Patient Mistress

When I went through a mind bending breakup in 2013, it was accompanied by a nervous breakdown, with a sprinkle of Panic Disorder. At the time, I played trumpet for a big Baptist church on Sundays for a little cash. The guy next to me ran a local music store in town. I hand’t been my normal chatty self in weeks and he took the time to ask me how I was handling everything.

He listened. After church, he offered to take my trumpet with him to clean it. It had been years since its last cleaning. Outside, it was smudged up like a toddlers backseat window, and inside, it smelled like the Ninja Turtle sewer home. So, I let him. When he showed up the next week, my horn was immaculate. If not for the worn down silver from my acidic palms, it was a brand new horn. I picked up my jaw and asked him how much.

“Nothing,” he said.

My eyes brimmed. I hugged and thanked him.

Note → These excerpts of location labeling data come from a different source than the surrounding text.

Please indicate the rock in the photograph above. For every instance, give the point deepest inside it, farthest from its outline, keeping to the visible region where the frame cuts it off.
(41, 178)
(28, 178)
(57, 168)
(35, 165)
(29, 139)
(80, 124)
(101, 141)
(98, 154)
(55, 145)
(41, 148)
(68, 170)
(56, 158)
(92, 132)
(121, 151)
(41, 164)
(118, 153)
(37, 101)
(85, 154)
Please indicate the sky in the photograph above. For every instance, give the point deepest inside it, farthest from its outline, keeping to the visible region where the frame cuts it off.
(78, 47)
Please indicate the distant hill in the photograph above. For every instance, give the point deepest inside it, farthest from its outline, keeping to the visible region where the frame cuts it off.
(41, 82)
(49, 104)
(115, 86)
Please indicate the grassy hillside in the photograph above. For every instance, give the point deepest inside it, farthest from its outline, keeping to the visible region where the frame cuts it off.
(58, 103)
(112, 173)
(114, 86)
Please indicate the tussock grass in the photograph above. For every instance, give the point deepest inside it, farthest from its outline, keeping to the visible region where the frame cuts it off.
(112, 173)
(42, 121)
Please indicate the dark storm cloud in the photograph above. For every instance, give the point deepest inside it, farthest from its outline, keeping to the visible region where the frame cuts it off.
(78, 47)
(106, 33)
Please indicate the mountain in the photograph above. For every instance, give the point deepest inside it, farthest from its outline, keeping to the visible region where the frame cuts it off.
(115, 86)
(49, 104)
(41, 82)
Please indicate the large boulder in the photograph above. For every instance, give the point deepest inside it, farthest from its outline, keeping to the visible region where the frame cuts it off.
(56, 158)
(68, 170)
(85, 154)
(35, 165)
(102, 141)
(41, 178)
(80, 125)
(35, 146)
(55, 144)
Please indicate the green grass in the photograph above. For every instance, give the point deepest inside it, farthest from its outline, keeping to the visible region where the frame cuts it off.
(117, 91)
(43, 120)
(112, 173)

“No matter who comes and goes in you life, this horn is always going to be there for you. Don’t ever forget that. You don’t owe me a penny.”

The tears did not hold back.

This week, I got the final mixes for my next album, Elseworthy. When I started recording them in 2023, I didn’t realize how it would grow. On a whim and a sense of frustration with my lack of output, I spent three days in Manchester, KY, at my mom’s house, sitting in a room with all the instruments I could bring in my Prius, an iMac with Logic, and some cheapo mics I had collected over the covid years.

I tracked out all the songs I wrote either on a road trip or about a road trip. These songs spanned the years from 2014 when I wrote Postcard after my first solo road trip, to 2019 when I wrote Grain Within the Rye while house sitting for some people. Many of these songs are the regular tunes Dream Jurnal sang when we used to play at The Daily Grind, Phat Bites, JJs, and the Corner House.

I planned on releasing these songs ten years ago, but “life is what happens to you while you’re busy making other plans”. I was focused on relationships, children, money, lawyers, and careers, but these songs waited for me to come back to them.

Music is indeed a patient mistress.

She loves you unconditionally, and lets you love her anyway you need. Music never forgets you, and when you finally come back to her, she will embrace you with the passion of your first violent fall together.

So it is with all things that call to you: drawing, singing, origami, road tripping, pottery, photography. They’re waiting. I have to actively ignore the voice insisting I am wasting my time and effort if no one pays me. This money obsessed world forces that lie down our throats. If I want to write a poem, compose a song, or paint a tree, I don’t have to get anyone’s attention. My reward is joy. In fact, when I do it for the sake of it, my joy increases. I was not made to make money, I was made to make.